Closed luccareinehr closed 2 weeks ago
Power nets are not routed by the signal routers (grt/drt). pdn doesn't create tracks. The description of this problem is very confusing.
This looks like the enhancement request for sroute that I keep asking for a spec for. Nothing will happen until this project has been properly defined. @msaligane
I have no bandwidth and I am not great at writing specs.
@luccareinehr can you work on that with @maliberty .
@maliberty Sorry for the confusing description. What I meant was: there's a cell that should connect to a voltage domain it is not in (VIN), but the routing doesn't get generated.
There's a workaround for this where a second VIN net is created exactly in the same place as the original, but with a SIGNAL type (instead of POWER), and this new net gets connected to the cells in the other voltage domain instead. Then routing does get generated automatically, but I doubt this is the intended solution:
@msaligane mentioned requesting the addition of a point-to-point router to OpenROAD, is this the enhancement request Matt mentions in his comment?
Yes, I've had vague mention of wanting a p2p router but I want a specific set of requirements in a spec. It is not a small request.
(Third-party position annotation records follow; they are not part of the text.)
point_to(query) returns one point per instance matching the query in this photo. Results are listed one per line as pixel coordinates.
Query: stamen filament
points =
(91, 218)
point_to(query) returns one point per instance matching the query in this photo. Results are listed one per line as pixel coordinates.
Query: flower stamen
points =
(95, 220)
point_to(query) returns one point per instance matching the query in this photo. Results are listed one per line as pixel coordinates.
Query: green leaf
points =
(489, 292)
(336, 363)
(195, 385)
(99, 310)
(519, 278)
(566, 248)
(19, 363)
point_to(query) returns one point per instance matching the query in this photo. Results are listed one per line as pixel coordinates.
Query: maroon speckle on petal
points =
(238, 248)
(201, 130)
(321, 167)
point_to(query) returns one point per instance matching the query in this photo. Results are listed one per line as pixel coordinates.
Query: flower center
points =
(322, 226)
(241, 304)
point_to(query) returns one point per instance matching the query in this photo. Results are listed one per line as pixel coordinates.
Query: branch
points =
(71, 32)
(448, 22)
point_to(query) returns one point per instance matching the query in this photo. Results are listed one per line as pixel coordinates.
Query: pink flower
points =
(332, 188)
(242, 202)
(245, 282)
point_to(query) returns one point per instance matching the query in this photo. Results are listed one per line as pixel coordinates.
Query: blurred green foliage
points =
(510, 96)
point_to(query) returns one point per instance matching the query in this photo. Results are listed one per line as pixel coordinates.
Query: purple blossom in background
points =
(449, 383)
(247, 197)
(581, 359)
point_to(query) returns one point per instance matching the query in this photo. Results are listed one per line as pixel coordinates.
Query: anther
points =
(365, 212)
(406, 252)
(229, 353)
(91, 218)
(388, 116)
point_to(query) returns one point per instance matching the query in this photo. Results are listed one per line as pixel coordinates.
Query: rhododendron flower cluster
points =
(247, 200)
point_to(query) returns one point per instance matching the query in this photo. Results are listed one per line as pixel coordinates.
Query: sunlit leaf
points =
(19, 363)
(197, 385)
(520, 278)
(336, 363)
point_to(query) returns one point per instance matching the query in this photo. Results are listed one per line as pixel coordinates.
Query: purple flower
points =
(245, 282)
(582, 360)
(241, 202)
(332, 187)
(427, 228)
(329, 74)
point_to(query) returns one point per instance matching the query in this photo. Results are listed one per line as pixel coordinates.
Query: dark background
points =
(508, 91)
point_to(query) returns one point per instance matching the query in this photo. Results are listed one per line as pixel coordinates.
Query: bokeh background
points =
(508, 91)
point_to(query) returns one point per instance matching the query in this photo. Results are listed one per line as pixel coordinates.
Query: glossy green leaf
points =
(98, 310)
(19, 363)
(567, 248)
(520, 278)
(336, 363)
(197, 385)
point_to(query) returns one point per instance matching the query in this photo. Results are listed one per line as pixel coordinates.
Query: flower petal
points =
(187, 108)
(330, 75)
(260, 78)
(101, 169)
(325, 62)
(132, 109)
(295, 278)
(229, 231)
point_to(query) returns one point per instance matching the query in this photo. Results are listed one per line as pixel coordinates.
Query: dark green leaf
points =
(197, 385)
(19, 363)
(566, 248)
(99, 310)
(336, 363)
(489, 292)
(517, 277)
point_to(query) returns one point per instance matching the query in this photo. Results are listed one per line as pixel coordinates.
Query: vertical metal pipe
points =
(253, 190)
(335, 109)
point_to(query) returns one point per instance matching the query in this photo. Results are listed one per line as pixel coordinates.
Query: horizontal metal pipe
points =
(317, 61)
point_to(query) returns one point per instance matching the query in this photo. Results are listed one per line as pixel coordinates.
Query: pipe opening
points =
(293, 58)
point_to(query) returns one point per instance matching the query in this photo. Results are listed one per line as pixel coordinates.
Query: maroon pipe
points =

@maliberty Indeed, I'll reserve time to talk to mehdi and give you a proper spec.
As for this issue, yes it could be solved with a p2p router, but I don't think that's the best solution. Afaik, OpenROAD is intended to be a no-human-in-the-loop flow, but in its current state, if there are multiple voltage domains in a design and a cell which has connections to more than one of them (and is not a level converter), it won't get routed automatically.
Please correct me if I misunderstood something, or if my request is not very clear. And thanks for the support
Afaik, OpenROAD is intended to be a no-human-in-the-loop flow
From my understanding, OpenROAD is intended to be no-human-in-the-loop for digital designs. It's a lofty goal that still has a lot of work to be done.
if there are multiple voltage domains in a design and a cell which has connections to more than one of them (and is not a level converter), it won't get routed automatically.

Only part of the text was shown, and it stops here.